En la vida hay seres humanos fuertes y débiles, valientes y temerosos. Uno creería que ante el martirio, los fuertes sufren más pero finalmente entregan su vida; y que los débiles simplemente se rinden y ya no aman más.

Pero, ¿no será que los débiles sufren más en su miedo y humildemente entregan el pobre amor que les queda, pero amor al fin? El padre Rodrigues será llevado a asumir no su fortaleza, sino su debilidad; a renunciar a sí mismo: a sus ilusiones, sus afanes, sus pensamientos, sus oraciones, incluso su modo de creer, y a abrazar su propia debilidad para recibir sólo la fuerza de Dios, la fuerza de la misericordia, y poder confesar su amor a Cristo. No como él hubiera querido, sino como Dios quiere.

Silencio es la historia de unos misioneros que salen a buscar a otro y a llevar a Dios a un pueblo, cuando en realidad es Otro el que los busca y el que los quiere llevar. Es la historia del silencio donde Dios habla y redime, más allá de todas nuestras palabras y ruidos, de nuestra maldad o bondad; del silencio donde Dios sufre con los que sufren y no tienen voz.

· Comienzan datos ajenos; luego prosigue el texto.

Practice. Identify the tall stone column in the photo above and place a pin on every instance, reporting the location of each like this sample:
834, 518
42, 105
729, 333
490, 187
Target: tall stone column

En los últimos segundos de la película, no es el silencio, sino el suave y discreto canto de los pájaros: Dios ha estado siempre ahí, identificado con el dolor del mundo, abrazando mi debilidad y mi amor. A aquel hombre, Jesús, “le seguía queriendo, de manera muy distinta que hasta ahora. Para llegar a ese amor, todo lo sucedido había sido necesario… Aun suponiendo que él hubiera callado, toda mi vida hasta hoy estaría hablando de él”.